Event Stream to Data Explorer

Scenario Setup

An engineering team wants to inspect large volumes of audit-adjacent identity activity across many tenants and connectors. Events are arriving from Graph-derived export jobs, provisioning companions, and worker telemetry, and the team needs fast investigation rather than per-message workflow control.

This pattern sends those events through Event Hubs, ingests them into Azure Data Explorer, and uses KQL for exploration after the stream has landed.

Why this pattern exists

This pattern exists because event ingestion and event analysis are different jobs.
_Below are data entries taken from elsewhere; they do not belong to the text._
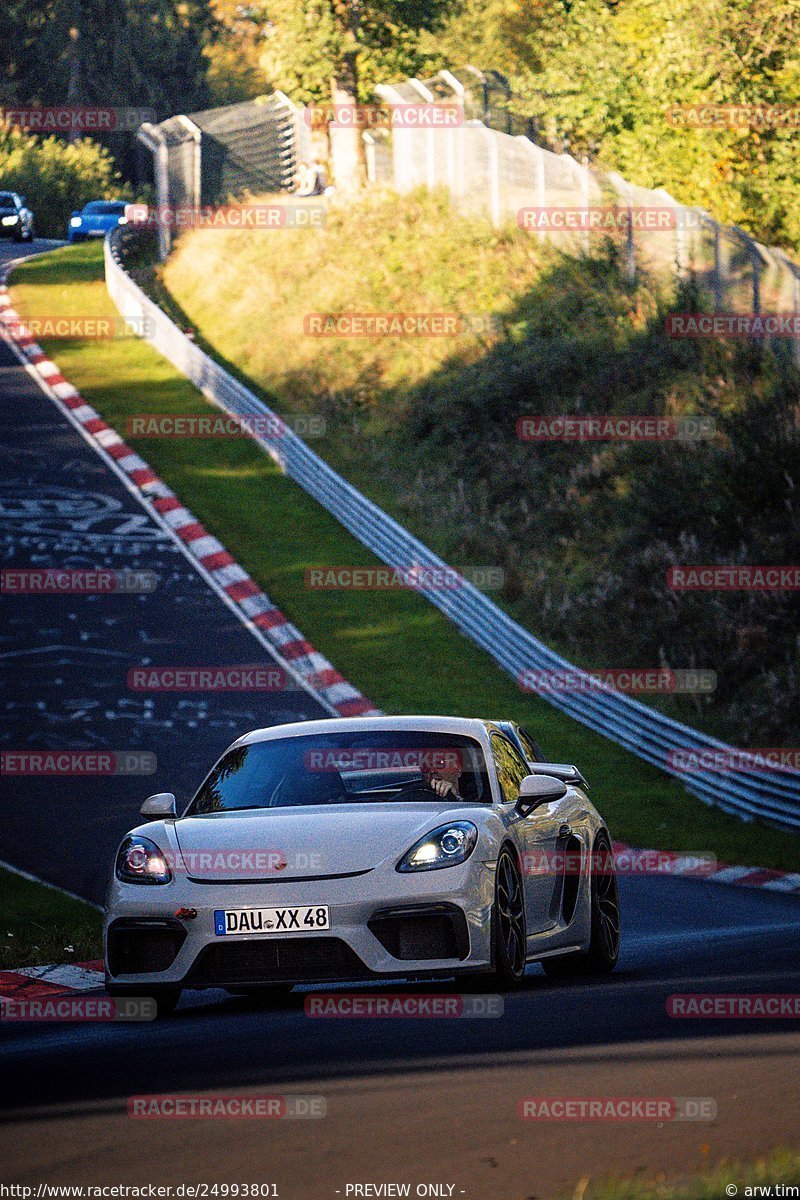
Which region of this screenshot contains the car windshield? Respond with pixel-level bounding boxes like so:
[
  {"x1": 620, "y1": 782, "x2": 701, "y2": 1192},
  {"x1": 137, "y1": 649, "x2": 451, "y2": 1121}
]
[
  {"x1": 185, "y1": 730, "x2": 492, "y2": 816},
  {"x1": 84, "y1": 200, "x2": 125, "y2": 217}
]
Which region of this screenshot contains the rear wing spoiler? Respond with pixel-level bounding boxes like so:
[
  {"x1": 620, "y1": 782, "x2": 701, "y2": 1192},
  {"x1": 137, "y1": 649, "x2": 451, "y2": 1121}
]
[{"x1": 528, "y1": 762, "x2": 589, "y2": 791}]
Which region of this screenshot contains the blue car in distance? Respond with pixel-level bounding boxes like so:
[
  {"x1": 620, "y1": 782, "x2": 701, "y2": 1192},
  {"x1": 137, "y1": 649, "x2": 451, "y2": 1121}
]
[{"x1": 67, "y1": 200, "x2": 128, "y2": 241}]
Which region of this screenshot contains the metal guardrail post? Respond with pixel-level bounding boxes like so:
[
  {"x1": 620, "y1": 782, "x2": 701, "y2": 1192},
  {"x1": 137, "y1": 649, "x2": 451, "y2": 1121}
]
[{"x1": 137, "y1": 121, "x2": 172, "y2": 263}]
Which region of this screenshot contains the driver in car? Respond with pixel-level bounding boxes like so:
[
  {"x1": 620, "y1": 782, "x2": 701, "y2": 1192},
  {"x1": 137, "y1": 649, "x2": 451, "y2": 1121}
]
[{"x1": 422, "y1": 750, "x2": 462, "y2": 800}]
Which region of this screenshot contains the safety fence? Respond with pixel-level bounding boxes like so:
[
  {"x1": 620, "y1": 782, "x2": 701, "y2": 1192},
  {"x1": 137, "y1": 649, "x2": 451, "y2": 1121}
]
[
  {"x1": 106, "y1": 234, "x2": 800, "y2": 829},
  {"x1": 376, "y1": 68, "x2": 800, "y2": 362}
]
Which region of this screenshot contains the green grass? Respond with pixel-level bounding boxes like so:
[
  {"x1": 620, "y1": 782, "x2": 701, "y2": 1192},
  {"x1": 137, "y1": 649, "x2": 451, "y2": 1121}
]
[
  {"x1": 0, "y1": 868, "x2": 103, "y2": 971},
  {"x1": 576, "y1": 1150, "x2": 800, "y2": 1200},
  {"x1": 11, "y1": 245, "x2": 800, "y2": 869}
]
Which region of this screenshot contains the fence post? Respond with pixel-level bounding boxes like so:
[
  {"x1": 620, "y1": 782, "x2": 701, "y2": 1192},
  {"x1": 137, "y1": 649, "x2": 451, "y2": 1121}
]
[
  {"x1": 710, "y1": 217, "x2": 722, "y2": 312},
  {"x1": 485, "y1": 126, "x2": 501, "y2": 226},
  {"x1": 531, "y1": 142, "x2": 547, "y2": 241},
  {"x1": 578, "y1": 155, "x2": 589, "y2": 254},
  {"x1": 137, "y1": 121, "x2": 172, "y2": 263}
]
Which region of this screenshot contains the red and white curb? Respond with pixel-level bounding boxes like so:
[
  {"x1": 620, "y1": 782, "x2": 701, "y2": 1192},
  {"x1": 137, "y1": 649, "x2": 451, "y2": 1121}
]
[
  {"x1": 0, "y1": 961, "x2": 104, "y2": 1000},
  {"x1": 0, "y1": 282, "x2": 380, "y2": 716}
]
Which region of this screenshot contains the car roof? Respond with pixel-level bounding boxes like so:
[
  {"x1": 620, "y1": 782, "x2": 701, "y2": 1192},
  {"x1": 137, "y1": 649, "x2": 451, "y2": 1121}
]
[{"x1": 234, "y1": 716, "x2": 497, "y2": 746}]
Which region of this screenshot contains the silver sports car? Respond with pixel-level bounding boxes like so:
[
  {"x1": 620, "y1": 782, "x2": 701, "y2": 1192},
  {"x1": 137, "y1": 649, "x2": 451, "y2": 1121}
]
[{"x1": 106, "y1": 716, "x2": 619, "y2": 1012}]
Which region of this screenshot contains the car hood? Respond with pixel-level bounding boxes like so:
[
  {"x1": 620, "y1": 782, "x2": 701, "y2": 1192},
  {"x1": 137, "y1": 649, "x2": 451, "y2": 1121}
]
[{"x1": 175, "y1": 802, "x2": 476, "y2": 882}]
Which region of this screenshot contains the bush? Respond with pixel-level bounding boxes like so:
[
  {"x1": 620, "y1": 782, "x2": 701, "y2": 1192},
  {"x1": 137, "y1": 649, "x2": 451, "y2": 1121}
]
[{"x1": 0, "y1": 128, "x2": 122, "y2": 238}]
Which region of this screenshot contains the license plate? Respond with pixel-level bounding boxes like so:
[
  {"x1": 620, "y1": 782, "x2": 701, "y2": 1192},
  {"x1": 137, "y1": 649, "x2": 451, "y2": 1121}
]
[{"x1": 213, "y1": 905, "x2": 331, "y2": 937}]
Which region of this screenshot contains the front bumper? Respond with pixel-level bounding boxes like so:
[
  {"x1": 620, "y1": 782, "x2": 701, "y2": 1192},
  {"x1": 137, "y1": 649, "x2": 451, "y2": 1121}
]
[{"x1": 104, "y1": 859, "x2": 494, "y2": 991}]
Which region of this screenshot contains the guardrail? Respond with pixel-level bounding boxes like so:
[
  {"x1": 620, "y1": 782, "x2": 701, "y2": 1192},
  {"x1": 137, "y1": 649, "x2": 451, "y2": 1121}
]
[{"x1": 104, "y1": 233, "x2": 800, "y2": 829}]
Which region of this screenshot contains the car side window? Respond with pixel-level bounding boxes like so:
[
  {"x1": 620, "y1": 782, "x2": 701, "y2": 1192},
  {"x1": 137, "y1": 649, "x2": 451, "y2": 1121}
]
[
  {"x1": 517, "y1": 727, "x2": 541, "y2": 762},
  {"x1": 492, "y1": 733, "x2": 528, "y2": 804}
]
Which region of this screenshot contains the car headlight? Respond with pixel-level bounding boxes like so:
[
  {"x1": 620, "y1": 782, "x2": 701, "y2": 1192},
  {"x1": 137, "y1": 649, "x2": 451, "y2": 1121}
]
[
  {"x1": 397, "y1": 821, "x2": 477, "y2": 871},
  {"x1": 115, "y1": 834, "x2": 173, "y2": 883}
]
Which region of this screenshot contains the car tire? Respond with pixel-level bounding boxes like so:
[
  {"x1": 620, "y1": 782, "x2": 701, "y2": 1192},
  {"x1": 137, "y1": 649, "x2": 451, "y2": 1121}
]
[
  {"x1": 491, "y1": 846, "x2": 528, "y2": 991},
  {"x1": 542, "y1": 833, "x2": 620, "y2": 979}
]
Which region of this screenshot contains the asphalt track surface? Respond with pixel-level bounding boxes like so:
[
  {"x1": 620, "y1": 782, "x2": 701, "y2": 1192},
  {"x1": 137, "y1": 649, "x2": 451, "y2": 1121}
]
[
  {"x1": 0, "y1": 244, "x2": 329, "y2": 902},
  {"x1": 0, "y1": 238, "x2": 800, "y2": 1200}
]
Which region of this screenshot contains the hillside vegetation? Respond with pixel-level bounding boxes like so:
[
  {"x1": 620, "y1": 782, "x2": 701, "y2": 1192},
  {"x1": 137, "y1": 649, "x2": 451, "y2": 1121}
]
[{"x1": 140, "y1": 193, "x2": 800, "y2": 746}]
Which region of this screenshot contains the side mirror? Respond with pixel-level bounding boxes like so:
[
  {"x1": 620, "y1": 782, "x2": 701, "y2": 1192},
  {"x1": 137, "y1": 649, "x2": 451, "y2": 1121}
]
[
  {"x1": 139, "y1": 792, "x2": 178, "y2": 820},
  {"x1": 528, "y1": 762, "x2": 589, "y2": 791},
  {"x1": 515, "y1": 775, "x2": 567, "y2": 817}
]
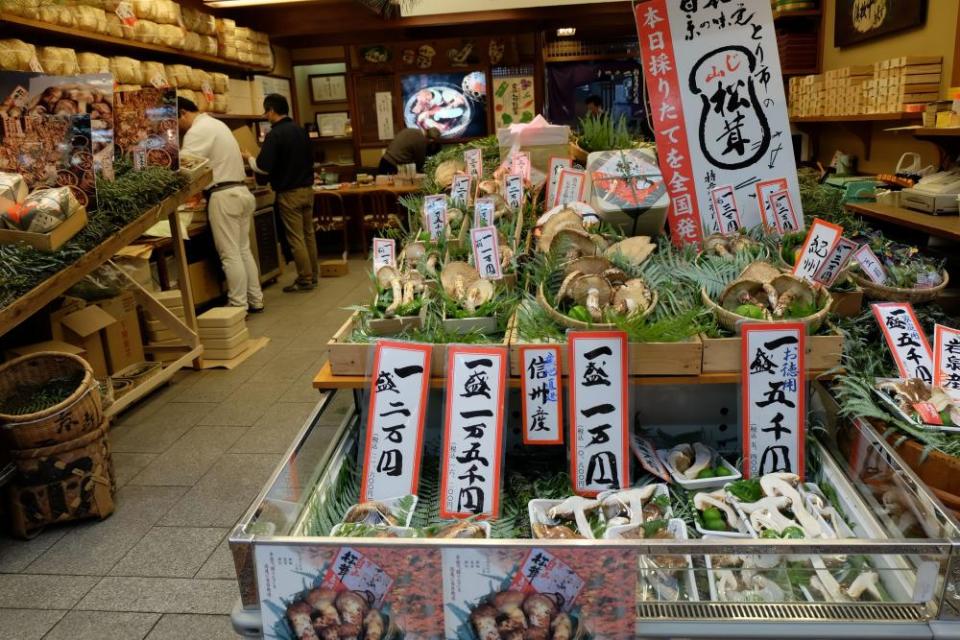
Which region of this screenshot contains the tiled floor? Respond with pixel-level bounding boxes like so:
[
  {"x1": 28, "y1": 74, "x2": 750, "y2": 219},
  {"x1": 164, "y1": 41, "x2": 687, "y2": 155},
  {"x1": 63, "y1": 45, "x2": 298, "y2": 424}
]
[{"x1": 0, "y1": 260, "x2": 369, "y2": 640}]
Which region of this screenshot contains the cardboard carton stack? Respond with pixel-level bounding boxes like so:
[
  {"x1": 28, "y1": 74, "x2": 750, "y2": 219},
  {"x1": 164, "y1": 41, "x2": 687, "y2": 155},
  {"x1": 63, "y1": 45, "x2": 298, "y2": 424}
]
[{"x1": 197, "y1": 307, "x2": 250, "y2": 360}]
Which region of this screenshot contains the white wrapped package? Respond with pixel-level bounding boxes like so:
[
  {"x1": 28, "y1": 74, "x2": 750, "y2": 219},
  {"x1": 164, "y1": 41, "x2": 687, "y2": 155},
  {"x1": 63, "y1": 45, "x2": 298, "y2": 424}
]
[
  {"x1": 0, "y1": 173, "x2": 30, "y2": 209},
  {"x1": 77, "y1": 52, "x2": 110, "y2": 74},
  {"x1": 0, "y1": 187, "x2": 83, "y2": 233},
  {"x1": 0, "y1": 40, "x2": 37, "y2": 71},
  {"x1": 587, "y1": 149, "x2": 670, "y2": 236},
  {"x1": 140, "y1": 62, "x2": 170, "y2": 87},
  {"x1": 37, "y1": 47, "x2": 80, "y2": 76},
  {"x1": 110, "y1": 56, "x2": 143, "y2": 84},
  {"x1": 166, "y1": 64, "x2": 192, "y2": 89},
  {"x1": 210, "y1": 72, "x2": 230, "y2": 93}
]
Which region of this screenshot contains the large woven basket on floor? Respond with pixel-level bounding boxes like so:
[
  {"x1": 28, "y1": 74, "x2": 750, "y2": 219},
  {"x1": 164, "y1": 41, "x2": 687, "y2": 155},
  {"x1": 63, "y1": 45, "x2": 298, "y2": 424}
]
[
  {"x1": 850, "y1": 269, "x2": 950, "y2": 304},
  {"x1": 6, "y1": 421, "x2": 116, "y2": 538},
  {"x1": 0, "y1": 351, "x2": 103, "y2": 449},
  {"x1": 700, "y1": 287, "x2": 833, "y2": 334}
]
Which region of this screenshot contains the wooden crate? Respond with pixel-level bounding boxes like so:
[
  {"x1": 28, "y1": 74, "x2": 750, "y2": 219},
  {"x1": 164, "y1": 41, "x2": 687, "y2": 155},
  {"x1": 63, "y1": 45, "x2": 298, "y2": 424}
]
[
  {"x1": 0, "y1": 207, "x2": 87, "y2": 253},
  {"x1": 507, "y1": 316, "x2": 703, "y2": 377},
  {"x1": 327, "y1": 312, "x2": 509, "y2": 378},
  {"x1": 700, "y1": 330, "x2": 843, "y2": 373}
]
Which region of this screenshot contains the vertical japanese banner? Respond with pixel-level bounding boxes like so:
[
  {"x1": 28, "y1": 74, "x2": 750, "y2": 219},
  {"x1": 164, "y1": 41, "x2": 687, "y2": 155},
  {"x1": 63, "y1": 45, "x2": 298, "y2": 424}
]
[
  {"x1": 373, "y1": 238, "x2": 397, "y2": 273},
  {"x1": 740, "y1": 322, "x2": 806, "y2": 479},
  {"x1": 793, "y1": 218, "x2": 843, "y2": 282},
  {"x1": 520, "y1": 346, "x2": 563, "y2": 445},
  {"x1": 870, "y1": 302, "x2": 934, "y2": 384},
  {"x1": 635, "y1": 0, "x2": 803, "y2": 244},
  {"x1": 567, "y1": 331, "x2": 630, "y2": 496},
  {"x1": 360, "y1": 340, "x2": 433, "y2": 502},
  {"x1": 933, "y1": 324, "x2": 960, "y2": 400},
  {"x1": 440, "y1": 345, "x2": 507, "y2": 518},
  {"x1": 814, "y1": 238, "x2": 857, "y2": 287}
]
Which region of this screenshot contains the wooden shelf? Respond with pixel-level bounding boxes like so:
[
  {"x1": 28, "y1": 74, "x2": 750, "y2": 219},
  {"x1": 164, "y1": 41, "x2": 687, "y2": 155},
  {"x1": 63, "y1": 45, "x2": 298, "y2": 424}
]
[
  {"x1": 0, "y1": 171, "x2": 212, "y2": 336},
  {"x1": 846, "y1": 202, "x2": 960, "y2": 241},
  {"x1": 0, "y1": 15, "x2": 271, "y2": 73}
]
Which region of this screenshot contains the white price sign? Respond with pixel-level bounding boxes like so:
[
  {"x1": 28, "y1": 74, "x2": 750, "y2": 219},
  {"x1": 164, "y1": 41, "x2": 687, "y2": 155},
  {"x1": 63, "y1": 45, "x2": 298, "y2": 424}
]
[
  {"x1": 635, "y1": 0, "x2": 800, "y2": 243},
  {"x1": 793, "y1": 218, "x2": 843, "y2": 282},
  {"x1": 423, "y1": 194, "x2": 447, "y2": 240},
  {"x1": 933, "y1": 324, "x2": 960, "y2": 400},
  {"x1": 710, "y1": 184, "x2": 742, "y2": 233},
  {"x1": 740, "y1": 322, "x2": 806, "y2": 478},
  {"x1": 815, "y1": 238, "x2": 857, "y2": 287},
  {"x1": 753, "y1": 178, "x2": 789, "y2": 230},
  {"x1": 450, "y1": 173, "x2": 473, "y2": 208},
  {"x1": 440, "y1": 345, "x2": 507, "y2": 518},
  {"x1": 520, "y1": 346, "x2": 563, "y2": 445},
  {"x1": 567, "y1": 331, "x2": 630, "y2": 496},
  {"x1": 553, "y1": 169, "x2": 587, "y2": 207},
  {"x1": 463, "y1": 149, "x2": 483, "y2": 180},
  {"x1": 470, "y1": 227, "x2": 503, "y2": 280},
  {"x1": 373, "y1": 238, "x2": 397, "y2": 273},
  {"x1": 503, "y1": 173, "x2": 523, "y2": 211},
  {"x1": 870, "y1": 302, "x2": 934, "y2": 384},
  {"x1": 853, "y1": 244, "x2": 887, "y2": 284},
  {"x1": 360, "y1": 340, "x2": 433, "y2": 502},
  {"x1": 546, "y1": 156, "x2": 573, "y2": 208},
  {"x1": 473, "y1": 196, "x2": 497, "y2": 227}
]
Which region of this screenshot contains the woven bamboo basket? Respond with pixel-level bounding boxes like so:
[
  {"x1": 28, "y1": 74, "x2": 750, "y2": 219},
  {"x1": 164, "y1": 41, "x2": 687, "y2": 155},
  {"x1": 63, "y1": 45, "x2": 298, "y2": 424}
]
[
  {"x1": 700, "y1": 287, "x2": 833, "y2": 334},
  {"x1": 6, "y1": 421, "x2": 116, "y2": 538},
  {"x1": 0, "y1": 351, "x2": 103, "y2": 449},
  {"x1": 850, "y1": 269, "x2": 950, "y2": 304},
  {"x1": 537, "y1": 282, "x2": 658, "y2": 331}
]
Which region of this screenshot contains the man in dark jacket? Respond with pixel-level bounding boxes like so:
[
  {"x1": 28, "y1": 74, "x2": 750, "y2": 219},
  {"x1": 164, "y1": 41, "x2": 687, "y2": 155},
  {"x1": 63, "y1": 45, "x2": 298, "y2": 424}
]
[{"x1": 247, "y1": 93, "x2": 320, "y2": 293}]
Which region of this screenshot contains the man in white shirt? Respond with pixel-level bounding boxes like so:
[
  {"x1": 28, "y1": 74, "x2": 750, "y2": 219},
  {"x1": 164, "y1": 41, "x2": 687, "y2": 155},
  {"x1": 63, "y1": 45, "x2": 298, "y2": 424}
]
[{"x1": 177, "y1": 98, "x2": 263, "y2": 313}]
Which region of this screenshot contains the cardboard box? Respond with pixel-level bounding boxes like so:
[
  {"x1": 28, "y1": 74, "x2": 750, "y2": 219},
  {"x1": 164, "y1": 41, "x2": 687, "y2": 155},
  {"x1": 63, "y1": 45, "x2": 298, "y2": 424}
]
[{"x1": 97, "y1": 291, "x2": 146, "y2": 373}]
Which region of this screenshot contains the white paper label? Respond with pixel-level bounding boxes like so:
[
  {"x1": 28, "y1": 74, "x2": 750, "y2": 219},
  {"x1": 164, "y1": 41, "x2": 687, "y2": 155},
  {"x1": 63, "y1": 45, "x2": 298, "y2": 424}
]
[
  {"x1": 503, "y1": 173, "x2": 523, "y2": 211},
  {"x1": 770, "y1": 191, "x2": 803, "y2": 234},
  {"x1": 853, "y1": 244, "x2": 887, "y2": 284},
  {"x1": 870, "y1": 302, "x2": 934, "y2": 384},
  {"x1": 553, "y1": 169, "x2": 587, "y2": 207},
  {"x1": 440, "y1": 345, "x2": 507, "y2": 518},
  {"x1": 473, "y1": 196, "x2": 497, "y2": 227},
  {"x1": 450, "y1": 173, "x2": 473, "y2": 209},
  {"x1": 423, "y1": 194, "x2": 447, "y2": 240},
  {"x1": 545, "y1": 156, "x2": 573, "y2": 208},
  {"x1": 320, "y1": 547, "x2": 393, "y2": 609},
  {"x1": 634, "y1": 0, "x2": 802, "y2": 243},
  {"x1": 710, "y1": 184, "x2": 742, "y2": 233},
  {"x1": 740, "y1": 322, "x2": 806, "y2": 478},
  {"x1": 815, "y1": 238, "x2": 857, "y2": 287},
  {"x1": 933, "y1": 324, "x2": 960, "y2": 401},
  {"x1": 470, "y1": 227, "x2": 503, "y2": 280},
  {"x1": 520, "y1": 346, "x2": 563, "y2": 444},
  {"x1": 360, "y1": 340, "x2": 432, "y2": 501},
  {"x1": 753, "y1": 178, "x2": 789, "y2": 231},
  {"x1": 567, "y1": 331, "x2": 630, "y2": 496},
  {"x1": 463, "y1": 149, "x2": 483, "y2": 180},
  {"x1": 793, "y1": 218, "x2": 843, "y2": 282},
  {"x1": 373, "y1": 238, "x2": 397, "y2": 273}
]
  • Event Hubs is the streaming layer that accepts high-volume events, partitions them, and lets multiple consumers read independently.
  • Azure Data Explorer is the analytics layer that lets builders query the accumulated event data with KQL.

Keeping those roles separate prevents a system from pretending that an analytics cluster is a broker, or that a streaming hub is where investigation happens.

Main Flow

flowchart LR
    subgraph sources["Identity Event Sources"]
        graphJobs[Graph-driven jobs]
        prov[Provisioning companions]
        workers[Worker telemetry]
    end

    subgraph stream["Streaming Ingestion"]
        hubs[Event Hubs]
    end

    subgraph analytics["Analytics Exploration"]
        adx[Azure Data Explorer]
        kql[KQL queries]
    end

    graphJobs --> hubs
    prov --> hubs
    workers --> hubs
    hubs --> adx
    adx --> kql

Read the services through their separate responsibilities:

Streaming ingestion vs analytics exploration

The key lesson in this page is the boundary between the stream and the analytic store.

  • Streaming ingestion is about accepting events, preserving partition-based ordering, and making them available to downstream consumers.
  • Analytics exploration is about querying the accumulated events to answer operational questions.

That means Event Hubs is the transport surface, while Data Explorer is the place operators ask questions like:

  • Which tenant had the highest provisioning failure rate today?
  • Which Graph-driven export path started timing out after a deployment?
  • Which connector family is producing duplicate retry patterns?

Where this pattern fits around Entra

Use this pattern when the workload touches existing Entra product surfaces but the builder need is still operational analysis.

Examples include:

  • investigating provisioning drift while the detailed provisioning behavior still belongs in Entra Application Provisioning,
  • analyzing hybrid sync-related events while sync semantics still belong in Entra Cloud Sync or Entra Connect Sync,
  • correlating Graph-driven changes without treating Graph itself as the event backbone.

Trade-offs

This pattern gives you replayable ingestion and strong analysis capability, but it does not give you workflow semantics.

  • Event Hubs does not replace a delivery-sensitive broker.
  • Data Explorer does not replace transactional workflow state.
  • KQL helps with investigation, not durable orchestration.

If a record represents a step that must be retried, coordinated, or dead-lettered, it probably belongs in Service Bus for Workflows or a transactional state store instead.

When not to use it

Do not use this pattern when the workload is really a queue-driven command flow, a per-entity onboarding pipeline, or a low-volume system where ad hoc inspection is enough.

It is also the wrong fit when:

  • you need durable workflow ownership and retries,
  • you only need the current authoritative state and not a large event history,
  • the event volume is too small to justify a streaming plus analytics pipeline.

In those cases, keep the design simpler with Cosmos DB, Storage, or Service Bus instead of adding a stream and analytics cluster prematurely.